Today was one of the rare occasion this year where I actually left school at the normal time because I was not needed in rehearsal or for anything else at school today.
So while I was waiting to get picked up I went and watched soccer for a little, and even though the girls team was only stretching while I was there, it made me miss soccer a lot. I haven’t played in forever! This is like the longest I’ve gone without playing since I was 3 I think and it’s just weird. I didn’t notice how much I missed it until I went outside on a nice day like this and was imagining, “aw it would feel so great to run around and play some…”
I know I’d get exhausted and sweaty and practice would be a butt with my throat in its current state of potentially sick and a bit of allergies, but I still would like to play again.
It’s annoying because I love soccer and want to play but in seems that anything you participate in during high school is expected to be like professional level commitment. I’m interested in a lot of different things, and I love just trying stuff out and having fun exploring curiosities; however, I do not have the time to participate in all of my curiosities at a professional level.
I hear schools around the world talk about “having room to fail” or “having the space to explore curiosities” or “having built out time in the day for relaxing time.” However sometimes I question how much these phrases are put into practice. My best friend put it great when she said,
“It feels like we have to involve ourselves in everything so deeply in high school and nothing is just for kicks anymore.”
We aren’t professionals, and not all of us want to be professionals. For those of us that don’t know, how do we start figuring it out if we don’t have times to just try out new things.
During our “free time” a lot of people have meetings or make up quizzes or tutorials to get to. We had to discuss in a cappella today about how we plan on continuing since we never have everyone there and it just reminded me of how busy we are, but those of us that truly care find the time.
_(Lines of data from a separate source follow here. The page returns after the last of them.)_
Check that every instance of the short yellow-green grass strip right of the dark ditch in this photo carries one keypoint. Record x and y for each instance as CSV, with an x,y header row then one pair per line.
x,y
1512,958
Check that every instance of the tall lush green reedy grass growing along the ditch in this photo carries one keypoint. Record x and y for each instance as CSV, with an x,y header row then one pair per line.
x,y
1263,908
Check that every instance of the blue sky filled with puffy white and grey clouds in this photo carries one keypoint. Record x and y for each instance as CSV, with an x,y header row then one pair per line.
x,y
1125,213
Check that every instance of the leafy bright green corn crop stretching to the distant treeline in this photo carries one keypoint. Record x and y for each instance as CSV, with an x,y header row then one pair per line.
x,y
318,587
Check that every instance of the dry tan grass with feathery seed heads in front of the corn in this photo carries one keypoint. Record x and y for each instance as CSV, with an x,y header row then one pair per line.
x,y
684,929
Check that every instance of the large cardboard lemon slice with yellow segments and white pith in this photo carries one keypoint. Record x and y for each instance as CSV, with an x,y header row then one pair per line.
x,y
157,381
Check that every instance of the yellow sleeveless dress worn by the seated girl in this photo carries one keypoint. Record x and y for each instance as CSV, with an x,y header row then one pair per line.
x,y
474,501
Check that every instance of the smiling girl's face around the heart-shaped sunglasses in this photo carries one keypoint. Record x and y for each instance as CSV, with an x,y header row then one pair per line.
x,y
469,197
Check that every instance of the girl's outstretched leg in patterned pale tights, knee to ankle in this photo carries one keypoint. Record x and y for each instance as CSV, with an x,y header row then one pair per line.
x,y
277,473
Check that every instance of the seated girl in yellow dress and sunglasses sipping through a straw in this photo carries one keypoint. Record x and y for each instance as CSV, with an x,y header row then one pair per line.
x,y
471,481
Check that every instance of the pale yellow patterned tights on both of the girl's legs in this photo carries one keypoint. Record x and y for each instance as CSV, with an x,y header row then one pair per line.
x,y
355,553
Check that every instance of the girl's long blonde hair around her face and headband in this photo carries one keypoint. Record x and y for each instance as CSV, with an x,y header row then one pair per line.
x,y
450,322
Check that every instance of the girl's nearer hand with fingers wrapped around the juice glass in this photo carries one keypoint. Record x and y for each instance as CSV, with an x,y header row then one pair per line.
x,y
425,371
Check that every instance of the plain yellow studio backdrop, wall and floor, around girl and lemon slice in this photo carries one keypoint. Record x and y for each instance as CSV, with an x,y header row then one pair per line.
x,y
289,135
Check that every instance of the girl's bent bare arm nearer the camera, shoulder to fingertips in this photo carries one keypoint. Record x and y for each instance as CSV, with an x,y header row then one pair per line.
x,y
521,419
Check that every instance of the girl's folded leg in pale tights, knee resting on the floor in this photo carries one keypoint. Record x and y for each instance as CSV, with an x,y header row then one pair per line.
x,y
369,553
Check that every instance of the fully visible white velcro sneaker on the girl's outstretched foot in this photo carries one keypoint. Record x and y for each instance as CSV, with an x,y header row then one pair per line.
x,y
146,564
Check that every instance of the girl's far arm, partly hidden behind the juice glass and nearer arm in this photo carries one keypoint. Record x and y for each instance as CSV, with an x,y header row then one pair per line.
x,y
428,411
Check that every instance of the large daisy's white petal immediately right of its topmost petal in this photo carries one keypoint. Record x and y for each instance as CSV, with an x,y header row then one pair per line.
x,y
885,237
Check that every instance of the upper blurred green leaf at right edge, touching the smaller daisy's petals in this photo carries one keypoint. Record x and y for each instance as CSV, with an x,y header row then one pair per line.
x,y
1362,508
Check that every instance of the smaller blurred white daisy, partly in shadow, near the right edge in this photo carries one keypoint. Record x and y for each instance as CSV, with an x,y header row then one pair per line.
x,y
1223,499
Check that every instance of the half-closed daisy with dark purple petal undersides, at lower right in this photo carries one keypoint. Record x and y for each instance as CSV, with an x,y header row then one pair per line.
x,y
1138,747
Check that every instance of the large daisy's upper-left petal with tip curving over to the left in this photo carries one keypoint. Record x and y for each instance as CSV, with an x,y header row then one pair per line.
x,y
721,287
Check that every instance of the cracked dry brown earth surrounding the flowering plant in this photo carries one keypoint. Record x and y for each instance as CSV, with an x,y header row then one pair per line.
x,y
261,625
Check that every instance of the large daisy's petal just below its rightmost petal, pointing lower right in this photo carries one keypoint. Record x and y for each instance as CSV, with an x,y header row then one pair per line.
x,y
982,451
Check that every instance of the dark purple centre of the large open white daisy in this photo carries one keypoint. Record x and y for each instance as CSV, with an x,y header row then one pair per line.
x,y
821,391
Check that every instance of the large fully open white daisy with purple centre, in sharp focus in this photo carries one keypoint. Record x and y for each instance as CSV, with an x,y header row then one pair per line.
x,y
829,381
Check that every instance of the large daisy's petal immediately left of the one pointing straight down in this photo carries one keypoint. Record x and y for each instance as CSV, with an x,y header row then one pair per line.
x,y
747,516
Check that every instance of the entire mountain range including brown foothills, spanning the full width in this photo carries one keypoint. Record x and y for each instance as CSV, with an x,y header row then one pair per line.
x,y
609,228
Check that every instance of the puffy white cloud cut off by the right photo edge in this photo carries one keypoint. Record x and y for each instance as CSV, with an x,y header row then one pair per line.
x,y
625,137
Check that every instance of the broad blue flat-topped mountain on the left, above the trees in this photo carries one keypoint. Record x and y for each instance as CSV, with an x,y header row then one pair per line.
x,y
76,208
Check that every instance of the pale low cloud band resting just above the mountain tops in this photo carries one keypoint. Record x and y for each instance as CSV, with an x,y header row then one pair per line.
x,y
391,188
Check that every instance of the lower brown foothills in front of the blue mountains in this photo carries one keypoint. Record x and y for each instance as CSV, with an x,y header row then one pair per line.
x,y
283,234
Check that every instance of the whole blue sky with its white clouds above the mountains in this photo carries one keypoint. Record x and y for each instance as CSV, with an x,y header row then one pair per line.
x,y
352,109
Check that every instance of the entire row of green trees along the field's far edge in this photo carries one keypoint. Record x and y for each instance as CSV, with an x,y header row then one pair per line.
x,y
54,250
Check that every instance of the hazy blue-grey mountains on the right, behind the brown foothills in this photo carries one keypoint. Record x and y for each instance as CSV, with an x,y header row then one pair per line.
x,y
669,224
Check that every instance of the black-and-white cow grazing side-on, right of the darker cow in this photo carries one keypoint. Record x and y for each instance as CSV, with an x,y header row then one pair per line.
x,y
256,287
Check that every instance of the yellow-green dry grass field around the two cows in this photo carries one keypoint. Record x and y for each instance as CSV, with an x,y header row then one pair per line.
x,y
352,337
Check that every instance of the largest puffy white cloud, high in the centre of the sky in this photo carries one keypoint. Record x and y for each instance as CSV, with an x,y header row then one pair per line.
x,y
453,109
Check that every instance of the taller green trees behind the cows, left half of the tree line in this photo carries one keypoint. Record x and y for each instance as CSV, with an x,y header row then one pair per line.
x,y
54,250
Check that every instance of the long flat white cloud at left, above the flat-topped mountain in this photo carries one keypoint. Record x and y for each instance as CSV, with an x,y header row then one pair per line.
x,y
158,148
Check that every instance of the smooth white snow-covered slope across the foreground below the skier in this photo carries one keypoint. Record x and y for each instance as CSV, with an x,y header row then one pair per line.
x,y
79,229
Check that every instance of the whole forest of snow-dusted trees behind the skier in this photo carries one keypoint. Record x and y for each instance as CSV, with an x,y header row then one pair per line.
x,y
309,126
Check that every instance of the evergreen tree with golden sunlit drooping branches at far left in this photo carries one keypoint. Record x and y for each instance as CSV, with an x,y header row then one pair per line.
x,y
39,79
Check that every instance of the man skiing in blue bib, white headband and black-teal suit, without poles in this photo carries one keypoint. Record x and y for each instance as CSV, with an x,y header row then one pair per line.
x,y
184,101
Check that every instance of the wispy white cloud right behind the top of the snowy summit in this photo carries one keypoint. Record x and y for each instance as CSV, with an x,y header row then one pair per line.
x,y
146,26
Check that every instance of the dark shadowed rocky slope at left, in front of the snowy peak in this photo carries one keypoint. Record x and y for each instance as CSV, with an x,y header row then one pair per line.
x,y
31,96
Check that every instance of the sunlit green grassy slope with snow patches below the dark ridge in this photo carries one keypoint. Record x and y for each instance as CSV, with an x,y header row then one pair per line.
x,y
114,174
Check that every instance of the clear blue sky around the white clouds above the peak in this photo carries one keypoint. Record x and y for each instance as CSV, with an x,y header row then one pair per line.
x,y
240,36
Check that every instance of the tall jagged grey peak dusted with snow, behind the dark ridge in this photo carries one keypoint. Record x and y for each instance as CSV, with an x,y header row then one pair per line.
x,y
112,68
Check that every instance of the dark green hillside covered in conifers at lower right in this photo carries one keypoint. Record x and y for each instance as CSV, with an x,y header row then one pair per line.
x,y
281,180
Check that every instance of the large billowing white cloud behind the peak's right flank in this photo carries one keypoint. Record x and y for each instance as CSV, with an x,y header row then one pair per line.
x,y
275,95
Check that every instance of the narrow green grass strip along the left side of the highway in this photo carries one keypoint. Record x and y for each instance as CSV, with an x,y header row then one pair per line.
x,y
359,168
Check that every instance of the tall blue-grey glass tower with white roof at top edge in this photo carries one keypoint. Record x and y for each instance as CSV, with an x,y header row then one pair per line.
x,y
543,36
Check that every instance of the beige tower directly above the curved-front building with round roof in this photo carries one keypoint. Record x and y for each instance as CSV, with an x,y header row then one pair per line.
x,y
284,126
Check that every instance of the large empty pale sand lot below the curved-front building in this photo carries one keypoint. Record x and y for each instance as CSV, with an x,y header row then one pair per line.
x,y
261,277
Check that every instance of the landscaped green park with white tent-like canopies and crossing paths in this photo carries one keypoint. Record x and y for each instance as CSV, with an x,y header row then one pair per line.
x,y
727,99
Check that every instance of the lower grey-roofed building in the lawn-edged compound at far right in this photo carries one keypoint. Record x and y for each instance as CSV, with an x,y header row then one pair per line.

Even during our break/club time on Monday’s and Friday’s most of us just get ready for the next class and talk a little, which is fun, but I wonder what it would be like if we had to go outside- like in middle school.
Personally I feel like I never see the sun anymore because I’m in the school building from 7:30am-6pm just about everyday. Today was so pretty outside and I would have missed it. I don’t want to miss it but I struggle to get myself out there.
Among other things, I wish we had intramural sports teams. A place for people that want to try something new or just want to have some fun doing something they love without giving it a full time commitment. I don’t have the time for soccer every day for 3 hours after school, but I’d love if we had little scrimmages maybe on a Saturday or around 6 once a weeknight.
Not everything you do has to be all about winning. Why can’t some things just be for fun? I happen to know several girls quit the soccer team this year because they noticed from the start that it was more intense then they wanted. I respect deeply those players that want to get really good at honing their skills so they can win some games and maybe go to the playoffs, but I also know there are some girls who don’t make the team or who simply don’t want the same things from the sport and I wish there was space for us to still have fun doing something we love.
The natural thing I think to myself after rereading this post, as if it wasn’t me who wrote it, would be to say “Well that’s going to take extra people and organizing and equipment, but why don’t you try to start?” The thing is, I don’t have the time to do work on that endeavor, so for now I just get to be a little upset and through out my ideas on my blog. Story of my life.